Etiology is unknown. What is known is that there is a failure of the normal segmentation of cervical somites during the third and eighth weeks of gestation.
Must always be aware of the associated anomalies that occur in KFS. Some hidden anomalies can be fatal.

Classic triad of low posterior hair line, short neck and limited neck ROM found in less than 50% of cases. The most consistent finding is limited cervical ROM.
Generally flexion and extension are better preserved than side- bending and rotation.
Patients have the ability to compensate at the unfused segments. These inter-spaces can become extremely hypermobile.
20% of patients may show facial asymmetry, torticollis and neck webbing.
Spregel' s deformity occurs in approximately 35% of cases.
Ptosis of the eye, Duane's eye contracture, lateral rectus palsy, facial nervepalsy and cleft palate.
Upper extremity abnormalities, ie. syndactyly, hypoplastic thumb, supernumary digits and hypoplasia of the upper extremity.

Routine C-spine series followed by flexion/extension lateral X-rays. These may show flattening and widening of vertebrae, hemivertebrae or block vertebrae, instability.
MRI with head flexed and extended should be part of the work-up. This will most accurately access subluxation and cord compression along with cord anomalies.
Using MRI, Ritterbusch et al showed 25% with C1-C2 subluxation of 5mm or more.
25% had stenosis below C1 and12% had cord anomalies. Best way to access S.A.C.
Wasp-waist sign- anterior concave indentation at the site of the absent or fused interspace between the fused vertebrae.
In the young child (<5y) the fusion is more apparent in the posterior elements.
X-rays of the T-spine should be considered because of extension of synostoses below the neck.

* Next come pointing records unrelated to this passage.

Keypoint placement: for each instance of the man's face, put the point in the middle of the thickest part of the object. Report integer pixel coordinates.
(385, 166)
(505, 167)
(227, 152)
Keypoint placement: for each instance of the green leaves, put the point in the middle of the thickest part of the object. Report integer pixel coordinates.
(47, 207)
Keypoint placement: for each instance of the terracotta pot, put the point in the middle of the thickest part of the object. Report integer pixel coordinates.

Scoliosis- Up to 60% have >15 degrees curve. Winter et al discovered a 25% incidence of KFS in 1215 patients with congenital scoliosis.
May be associated with progressive kyphosis that may to be fused early.
Genito-urinary- Up to 65% have either anomaly. Most common is absence of kidney.
Sprengel's deformity- approx. 35%
Cardio-pulmonary- 5-15%, most commonly V.S.D.
Deafness- 30%, all types have been described.
Sykinesis- Mirror motions have been described in up to 20% of people. Tend to decrease after age 5 and with the aid of O.T.
Cranio-cervical abnormalities- Includes C1-C2 hypermobility and instability, basilar invagination, and cervical stenosis at or below the instability. Chiari I malformation, cervical dysraphism or diastematomyelia, syringomyelia and intracranial tumors have been reported.

Group I: C2-C3 fusion with occipitalization of the atlas. Flexion and extension occurs at C1-C2 thereby becoming unstable.
Group 2: Long fusion below C2 with an abnormal occipital-cervical junction.
Group 3: Single open space between two fused segments.

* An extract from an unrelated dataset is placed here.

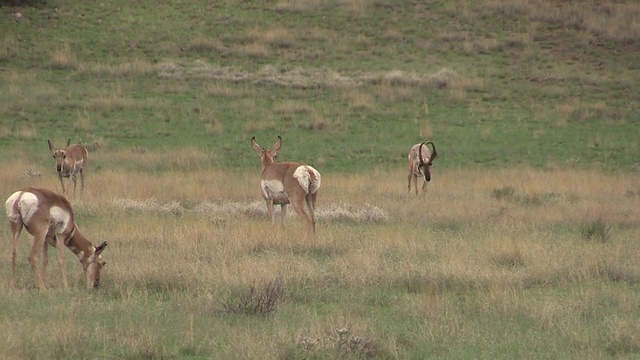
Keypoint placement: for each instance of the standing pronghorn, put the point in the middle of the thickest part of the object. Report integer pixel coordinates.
(69, 162)
(418, 166)
(49, 218)
(287, 183)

Symptoms are related to the hypermobility occurring at the open segments. Can either have frank instability or osteoarthritis.
Mechanical symptoms due to joint irritation.
Nuerologic symptoms due to root irritation or spinal cord compression.
Major neurologic sequela can include death or quadriplegia following minor trauma in high-risk patients.

Minimally involved patients lead normal lives with only minor restrictions.
Should avoid contact sports that place neck at risk.
For mechanical symptoms, cervical collar, analgesics, NSAIDS, or careful traction can be used.
For neurologic compromise a thorough work-up to find the exact area of irritation, then fusion of the appropriate segments posteriorly. Decompression may be employed based on the site of the stenosis.
Dislocations and basilar invagination are treated by careful traction followed by posterior fusion.